Accidental Microsoft AI 38TB Data Leak by Researchers

AI researchers at Microsoft have made a huge mistake. According to a new report from cloud security company Wiz, the Microsoft AI research team accidentally leaked 38TB of the company’s private data. 38 terabytes. That’s a lot of data. Microsoft AI data leak included full backups of two employees’ computers. These backups contained sensitive personal data, including passwords to Microsoft services, secret keys, and more than 30,000 internal Microsoft Teams messages from more than 350 Microsoft employees.

So, how AI data breach happen?

The report explains that Microsoft AI data leak resulted as the team uploaded a bucket of training data containing open-source code and AI models for image recognition. AI employee data leak occurred as the users who came across the Github repository were provided with a link from Azure, Microsoft’s cloud storage service, in order to download the models.

One problem that lead to AI data breach

The link that was provided by Microsoft’s AI team gave visitors complete access to the entire Azure storage account. And not only could visitors view everything in the account, they could upload, overwrite, or delete files as well.

Wiz says that this occurred as a result of an Azure feature called Shared Access Signature (SAS) tokens, which is “a signed URL that grants access to Azure Storage data.” The SAS token could have been set up with limitations to what file or files could be accessed. However, this particular link was configured with full access resulting in AI data breach.

Was AI data breach due to the shareable link?

Adding to the potential issues, according to Wiz, is that it appears that this AI data breach was expected as the data has been exposed since 2020.

The link was deliberately included with the files so that interested researchers could download pretrained models that part was no accident. Microsoft’s researchers used an Azure feature called “SAS tokens,” which allows users to create shareable links that give other people access to data in their Azure Storage account.

Wiz contacted Microsoft earlier this year, on June 22, to warn them about their discovery. Two days later, Microsoft invalidated the SAS token, closing up the issue. Microsoft carried out and completed an investigation into the potential impacts in August.

Microsoft on AI data leak

Providing a statement, Microsoft claimed “no customer data was exposed, and no other internal services were put at risk because of this issue.”
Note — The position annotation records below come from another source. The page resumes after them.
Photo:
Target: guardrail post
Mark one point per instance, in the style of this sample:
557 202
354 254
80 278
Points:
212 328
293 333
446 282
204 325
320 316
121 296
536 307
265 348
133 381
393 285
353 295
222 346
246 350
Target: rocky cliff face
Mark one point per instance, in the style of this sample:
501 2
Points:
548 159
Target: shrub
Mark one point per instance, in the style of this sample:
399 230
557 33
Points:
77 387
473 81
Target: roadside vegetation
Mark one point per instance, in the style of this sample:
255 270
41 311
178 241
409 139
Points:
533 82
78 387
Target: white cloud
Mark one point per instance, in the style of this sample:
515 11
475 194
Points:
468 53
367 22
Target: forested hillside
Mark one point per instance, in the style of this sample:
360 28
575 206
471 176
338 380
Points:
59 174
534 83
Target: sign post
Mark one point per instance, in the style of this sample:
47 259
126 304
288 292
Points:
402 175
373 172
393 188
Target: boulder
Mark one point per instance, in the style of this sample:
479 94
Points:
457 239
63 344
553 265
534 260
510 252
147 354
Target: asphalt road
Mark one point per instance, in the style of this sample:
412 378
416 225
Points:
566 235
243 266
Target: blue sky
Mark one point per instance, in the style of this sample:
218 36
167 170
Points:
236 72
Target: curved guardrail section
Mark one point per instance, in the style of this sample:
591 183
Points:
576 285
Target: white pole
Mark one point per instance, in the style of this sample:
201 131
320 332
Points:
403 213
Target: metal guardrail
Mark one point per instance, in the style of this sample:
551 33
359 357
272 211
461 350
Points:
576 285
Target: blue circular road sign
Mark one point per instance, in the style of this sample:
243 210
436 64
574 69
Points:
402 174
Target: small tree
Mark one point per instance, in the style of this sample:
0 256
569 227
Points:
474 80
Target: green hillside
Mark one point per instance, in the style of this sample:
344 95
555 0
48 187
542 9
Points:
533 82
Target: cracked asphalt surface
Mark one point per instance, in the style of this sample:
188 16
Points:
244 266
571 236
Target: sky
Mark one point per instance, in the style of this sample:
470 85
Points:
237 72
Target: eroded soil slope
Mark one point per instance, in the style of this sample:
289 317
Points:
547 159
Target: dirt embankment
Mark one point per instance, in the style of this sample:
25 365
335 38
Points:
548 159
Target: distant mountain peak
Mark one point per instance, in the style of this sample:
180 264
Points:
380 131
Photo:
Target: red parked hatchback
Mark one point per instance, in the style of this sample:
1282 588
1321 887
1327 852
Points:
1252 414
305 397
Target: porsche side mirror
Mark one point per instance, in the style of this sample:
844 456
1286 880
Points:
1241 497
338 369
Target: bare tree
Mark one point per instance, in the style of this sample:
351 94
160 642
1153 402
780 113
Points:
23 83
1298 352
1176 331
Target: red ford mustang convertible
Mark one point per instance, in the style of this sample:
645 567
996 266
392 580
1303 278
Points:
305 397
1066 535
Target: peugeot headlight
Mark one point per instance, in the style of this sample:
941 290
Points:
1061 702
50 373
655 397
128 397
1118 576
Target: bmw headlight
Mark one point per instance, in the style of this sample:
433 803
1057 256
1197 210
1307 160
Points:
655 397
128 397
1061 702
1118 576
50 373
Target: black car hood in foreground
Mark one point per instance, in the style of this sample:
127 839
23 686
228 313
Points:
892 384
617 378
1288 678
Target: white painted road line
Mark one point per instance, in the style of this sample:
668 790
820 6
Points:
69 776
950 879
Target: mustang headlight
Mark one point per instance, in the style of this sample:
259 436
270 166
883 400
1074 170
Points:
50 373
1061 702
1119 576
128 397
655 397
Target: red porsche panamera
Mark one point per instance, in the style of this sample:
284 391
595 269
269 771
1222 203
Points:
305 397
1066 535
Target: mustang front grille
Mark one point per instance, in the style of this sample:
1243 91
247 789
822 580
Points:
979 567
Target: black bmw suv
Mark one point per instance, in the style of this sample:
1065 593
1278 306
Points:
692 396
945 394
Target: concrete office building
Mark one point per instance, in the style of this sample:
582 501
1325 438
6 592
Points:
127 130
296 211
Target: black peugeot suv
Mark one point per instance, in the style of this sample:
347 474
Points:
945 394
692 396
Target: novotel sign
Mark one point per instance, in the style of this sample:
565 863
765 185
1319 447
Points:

Microsoft also explained that it rescans all its public repositories, but its system had marked this particular link as a “false positive.” The company has since fixed the issue, so that its system can detect SAS tokens that are too permissive than intended in the future. While the particular link Wiz detected has been fixed, improperly configured SAS tokens could potentially lead to data leaks and big privacy problems. Microsoft acknowledges that “SAS tokens need to be created and handled appropriately” and has also published a list of best practices when using them, which it presumably (and hopefully) practices itself.

Wiz says. Microsoft assures in its own report of the incident, however, that “no customer data was exposed, and no other internal services were put at risk.”